BWW Review: Alexei Ratmansky's WHIPPED CREAM at ABT
A few years ago I bought a recording of Schlagobers, which had been written by the venerable Richard Strauss for the Vienna State Opera Ballet in 1924. I had a difficult time listening to the music-it didn't gel, nor did it leave any imprint on my mind. I suppose there was a reason for it not having many recordings-compare this with Rosenkavalier. I remember doing some research on this project: Strauss was serving as co-director of the Vienna State Opera with Franz Schalk and wanted to raise the prestige of the ballet wing after it had been decimated in the First World War. As a devoted admirer of Diaghilev company, for which he had once written Josephslegende, Strauss went about composing and writing his own libretto for what was to become Schlagobers, choreographed by Heinrich Kröller, who devised a mass spectacle that required 287 costumes at a cost of four billion kronnen, becoming known as the "billionaire's ballet." And at a time when inflation was climbing minute by minute.
The libretto was very interesting: Three liquors, representative of France, Poland and Russia, matzo balls, German manhood, a children's confirmation, Princess Praline, Princess Teaflower, a candy shop. I was thinking of that old expression: "He also threw in the kitchen sink."
Jack Anderson wrote in the New York Times on January 29, 1981: "Schlagobers, which takes its name from a type of whipped cream pastry, has not been revived much since then. It's easy to see why. The music is not top-drawer Strauss. However, the ballet's principal problems have to do with the scenario. What is wrong with Schlagobers is that it is artistically indigestible. It is so excessive, so unabashedly gluttonous and gooey, that one is repelled, rather than charmed, by it. Perhaps we're better off with The Nutcracker after all."
So what does a brainy, talented choreographer like Alexei Ratmansky do? He whips it up into his own version, a crazy, delightful, if at times, simplistic ballet called, appropriately after the German translation, Whipped Cream.

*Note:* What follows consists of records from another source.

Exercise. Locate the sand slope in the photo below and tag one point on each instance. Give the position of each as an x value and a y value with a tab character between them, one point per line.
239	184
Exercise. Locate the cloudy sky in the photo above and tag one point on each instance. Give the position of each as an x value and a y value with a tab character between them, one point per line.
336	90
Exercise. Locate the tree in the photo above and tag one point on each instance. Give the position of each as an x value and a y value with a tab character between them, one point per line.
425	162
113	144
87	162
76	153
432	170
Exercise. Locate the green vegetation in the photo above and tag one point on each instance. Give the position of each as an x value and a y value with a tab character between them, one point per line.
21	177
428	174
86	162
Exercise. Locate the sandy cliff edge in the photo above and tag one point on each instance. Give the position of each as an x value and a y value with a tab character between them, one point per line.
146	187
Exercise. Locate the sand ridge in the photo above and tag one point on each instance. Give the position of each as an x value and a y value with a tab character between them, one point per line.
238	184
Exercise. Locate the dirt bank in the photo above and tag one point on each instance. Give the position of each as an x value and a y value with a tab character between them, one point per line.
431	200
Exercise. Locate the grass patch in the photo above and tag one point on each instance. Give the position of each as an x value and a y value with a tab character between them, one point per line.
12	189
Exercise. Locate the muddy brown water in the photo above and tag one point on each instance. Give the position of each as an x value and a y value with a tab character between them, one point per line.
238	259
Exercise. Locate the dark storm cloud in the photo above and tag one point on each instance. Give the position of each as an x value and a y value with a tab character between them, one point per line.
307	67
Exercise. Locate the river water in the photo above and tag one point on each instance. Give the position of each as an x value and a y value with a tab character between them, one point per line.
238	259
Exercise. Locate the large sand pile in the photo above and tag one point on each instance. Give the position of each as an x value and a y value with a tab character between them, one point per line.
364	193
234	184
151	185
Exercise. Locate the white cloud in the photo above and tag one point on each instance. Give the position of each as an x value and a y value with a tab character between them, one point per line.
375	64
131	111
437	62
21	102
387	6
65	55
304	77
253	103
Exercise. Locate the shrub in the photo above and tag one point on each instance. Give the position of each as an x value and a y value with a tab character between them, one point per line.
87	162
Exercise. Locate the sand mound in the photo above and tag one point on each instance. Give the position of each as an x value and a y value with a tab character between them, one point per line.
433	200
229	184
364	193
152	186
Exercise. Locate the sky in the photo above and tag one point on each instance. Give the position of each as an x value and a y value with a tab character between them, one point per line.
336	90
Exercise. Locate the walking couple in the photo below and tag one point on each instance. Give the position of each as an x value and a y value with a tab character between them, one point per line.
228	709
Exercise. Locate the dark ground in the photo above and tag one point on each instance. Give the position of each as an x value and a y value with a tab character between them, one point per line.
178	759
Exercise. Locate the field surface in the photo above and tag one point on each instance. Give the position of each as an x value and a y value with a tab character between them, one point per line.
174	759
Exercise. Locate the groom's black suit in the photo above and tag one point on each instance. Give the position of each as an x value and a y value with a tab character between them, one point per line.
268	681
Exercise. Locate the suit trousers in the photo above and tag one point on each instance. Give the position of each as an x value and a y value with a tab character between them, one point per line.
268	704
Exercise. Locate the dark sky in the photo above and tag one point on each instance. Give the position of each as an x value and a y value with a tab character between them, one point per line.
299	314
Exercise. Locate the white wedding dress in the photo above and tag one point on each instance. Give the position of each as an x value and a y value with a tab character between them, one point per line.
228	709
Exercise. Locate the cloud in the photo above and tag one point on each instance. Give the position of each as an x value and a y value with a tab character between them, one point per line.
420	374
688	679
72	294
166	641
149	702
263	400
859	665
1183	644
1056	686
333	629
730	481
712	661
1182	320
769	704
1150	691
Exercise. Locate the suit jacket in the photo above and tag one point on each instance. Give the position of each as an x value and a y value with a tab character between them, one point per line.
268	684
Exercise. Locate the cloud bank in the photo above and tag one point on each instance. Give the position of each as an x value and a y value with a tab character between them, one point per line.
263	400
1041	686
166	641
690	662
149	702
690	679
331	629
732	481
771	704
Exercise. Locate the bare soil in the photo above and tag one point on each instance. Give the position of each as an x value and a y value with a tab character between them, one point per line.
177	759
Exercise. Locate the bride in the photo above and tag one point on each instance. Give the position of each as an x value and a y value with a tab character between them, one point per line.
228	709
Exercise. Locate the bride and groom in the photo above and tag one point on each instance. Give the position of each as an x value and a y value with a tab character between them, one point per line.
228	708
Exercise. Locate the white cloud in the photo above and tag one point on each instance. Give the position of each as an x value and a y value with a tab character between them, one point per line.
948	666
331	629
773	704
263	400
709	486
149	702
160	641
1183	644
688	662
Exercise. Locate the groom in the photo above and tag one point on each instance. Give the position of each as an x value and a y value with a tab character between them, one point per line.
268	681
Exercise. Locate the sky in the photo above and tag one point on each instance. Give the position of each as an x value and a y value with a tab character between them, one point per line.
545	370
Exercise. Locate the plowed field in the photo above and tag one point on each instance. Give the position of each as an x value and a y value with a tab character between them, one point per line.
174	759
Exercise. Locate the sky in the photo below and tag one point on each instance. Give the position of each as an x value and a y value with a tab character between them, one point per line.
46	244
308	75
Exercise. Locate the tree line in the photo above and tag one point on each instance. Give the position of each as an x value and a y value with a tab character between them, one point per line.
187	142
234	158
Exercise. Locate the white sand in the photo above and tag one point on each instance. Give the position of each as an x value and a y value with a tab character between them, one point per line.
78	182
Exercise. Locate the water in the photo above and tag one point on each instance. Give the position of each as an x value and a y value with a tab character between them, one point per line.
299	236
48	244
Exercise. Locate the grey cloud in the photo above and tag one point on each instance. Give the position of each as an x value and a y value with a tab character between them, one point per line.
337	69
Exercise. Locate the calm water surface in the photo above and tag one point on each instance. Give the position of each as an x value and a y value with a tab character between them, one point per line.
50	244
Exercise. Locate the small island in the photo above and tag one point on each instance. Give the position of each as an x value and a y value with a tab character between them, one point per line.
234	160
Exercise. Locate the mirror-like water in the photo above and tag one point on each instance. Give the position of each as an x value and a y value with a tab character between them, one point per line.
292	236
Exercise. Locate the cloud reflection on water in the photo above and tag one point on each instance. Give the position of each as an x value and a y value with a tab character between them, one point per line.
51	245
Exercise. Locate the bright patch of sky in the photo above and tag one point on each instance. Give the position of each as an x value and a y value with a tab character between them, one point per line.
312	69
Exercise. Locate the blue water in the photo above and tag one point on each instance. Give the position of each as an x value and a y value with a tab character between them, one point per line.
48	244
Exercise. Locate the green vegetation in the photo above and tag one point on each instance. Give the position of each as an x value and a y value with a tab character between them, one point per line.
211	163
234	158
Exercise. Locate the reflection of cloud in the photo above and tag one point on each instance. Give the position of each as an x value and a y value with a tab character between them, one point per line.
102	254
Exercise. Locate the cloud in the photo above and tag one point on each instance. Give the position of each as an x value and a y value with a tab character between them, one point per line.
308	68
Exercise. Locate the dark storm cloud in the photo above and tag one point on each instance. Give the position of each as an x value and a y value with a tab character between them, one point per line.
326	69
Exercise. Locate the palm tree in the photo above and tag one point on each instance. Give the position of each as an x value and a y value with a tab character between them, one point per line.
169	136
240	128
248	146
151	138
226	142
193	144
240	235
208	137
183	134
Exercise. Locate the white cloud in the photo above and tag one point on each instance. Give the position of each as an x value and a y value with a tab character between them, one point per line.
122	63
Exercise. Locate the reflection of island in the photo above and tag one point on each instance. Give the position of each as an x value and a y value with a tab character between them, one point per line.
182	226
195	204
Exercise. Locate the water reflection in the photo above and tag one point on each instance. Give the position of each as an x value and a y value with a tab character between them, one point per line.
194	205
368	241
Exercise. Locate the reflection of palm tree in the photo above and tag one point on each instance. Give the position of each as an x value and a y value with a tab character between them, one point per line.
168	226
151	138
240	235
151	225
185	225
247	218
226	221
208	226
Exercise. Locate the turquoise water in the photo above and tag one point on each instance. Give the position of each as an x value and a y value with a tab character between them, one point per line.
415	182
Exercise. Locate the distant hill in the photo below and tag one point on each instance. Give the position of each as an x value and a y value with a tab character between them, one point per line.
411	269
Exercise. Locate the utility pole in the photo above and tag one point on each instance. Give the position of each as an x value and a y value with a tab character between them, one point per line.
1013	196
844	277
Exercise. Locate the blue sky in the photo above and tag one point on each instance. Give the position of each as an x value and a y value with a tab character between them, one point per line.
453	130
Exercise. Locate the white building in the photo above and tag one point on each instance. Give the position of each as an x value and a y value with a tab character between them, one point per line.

There's really nothing wrong with it: beautiful sets and costumes by Mark Ryden, extraordinarily talented dancers like Herman Cornejo, Gilliam Murphy, James Whiteside and Cassandra Trenary in the principal roles, outstanding orchestral accompaniment under the direction of David LaMarche and a finale to end all finales (even if it did remind me of Ashton's Sylvia), guaranteed to send you home screaming bravo.